A detailed blog on Spark Shuffle is here. I also posted an unfinished blog on Shuffle. Please click here if you are interested.

3. Shuffle ID

File: /core/src/main/scala/org/apache/spark/Dependency.scala

In this file, a Shuffle ID is generated when a RDD calls a transformation which creates shuffle dependency between RDDs, e.g., reduceByKey.

class ShuffleDependency[K, V, C](
    @transient _rdd: RDD[_ <: Product2[K, V]],
    val partitioner: Partitioner,
    val serializer: Option[Serializer] = None,
    val keyOrdering: Option[Ordering[K]] = None,
    val aggregator: Option[Aggregator[K, V, C]] = None,
    val mapSideCombine: Boolean = false)
  extends Dependency[Product2[K, V]] {

  override def rdd = _rdd.asInstanceOf[RDD[Product2[K, V]]]

  val shuffleId: Int = _rdd.context.newShuffleId()

  val shuffleHandle: ShuffleHandle = _rdd.context.env.shuffleManager.registerShuffle(
    shuffleId, _rdd.partitions.size, this)

  _rdd.sparkContext.cleaner.foreach(_.registerShuffleForCleanup(this))
}

val shuffleId: Int = _rdd.context.newShuffleId() generates a new Shuffle ID.

Shuffle ID identify the dependency between two Stages. The child Stage will fetch data from its parent Stages according to the Shuffle ID. Thus, by looking up the Shuffle ID, we are able to locate the group of data blocks on workers.

4. Task Assignment

After the parent Stages are finished, the child Stage is ready to launch. Then tasks in this child Stage will be assigned to each worker. A task is a capsule which can be executed independently, including all the information the worker needs to run, e.g., reduceId.

File: /core/src/main/scala/org/apache/spark/scheduler/DAGScheduler.scala

    val tasks: Seq[Task[_]] = if (stage.isShuffleMap) {
      partitionsToCompute.map { id =>
        val locs = getPreferredLocs(stage.rdd, id)
        val part = stage.rdd.partitions(id)
        new ShuffleMapTask(stage.id, taskBinary, part, locs)
      }
    } else {
      val job = stage.resultOfJob.get
      partitionsToCompute.map { id =>
        val p: Int = job.partitions(id)
        val part = stage.rdd.partitions(p)
        val locs = getPreferredLocs(stage.rdd, p)
        new ResultTask(stage.id, taskBinary, part, locs, id)
      }
    }

For the Shuffle read phase or reduce phase, tasks are ResultTask, i.e., ResultTask(stage.id, taskBinary, part, locs, id). Thus, part.index is the reduceId. How to find the connection between part.index and reduceId is a long deduction chain.

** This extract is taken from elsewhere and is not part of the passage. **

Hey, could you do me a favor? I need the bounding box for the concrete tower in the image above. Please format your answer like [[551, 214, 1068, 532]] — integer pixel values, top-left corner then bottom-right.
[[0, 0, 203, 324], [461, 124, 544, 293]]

Here is a brief description:

DAGScheduluer (generate ResultTasks, assign partition) –> executor (run ResultTasks) –> ResultTask (run func) –> ShuffledRDD.compute (start fetching data) –> BlockStoreShuffleFetcher.fetch (fetch data according to reduceId)

5. Calculation

  • Section 1: full DAG, the Stage ID and dependencies between Stages.
  • Section 2: the location, size of data partitions from finished Stages.
  • Section 3: Shuffle ID, identifies the data corresponding to the upcoming Stage.
  • Section 4: Task assignment, i.e., task-to-worker mapping.

Section 2 refers to the size, location of the data, which is the source and size of network flows. Section 4 tells that which data partition a worker will request, which is the destination of the flows.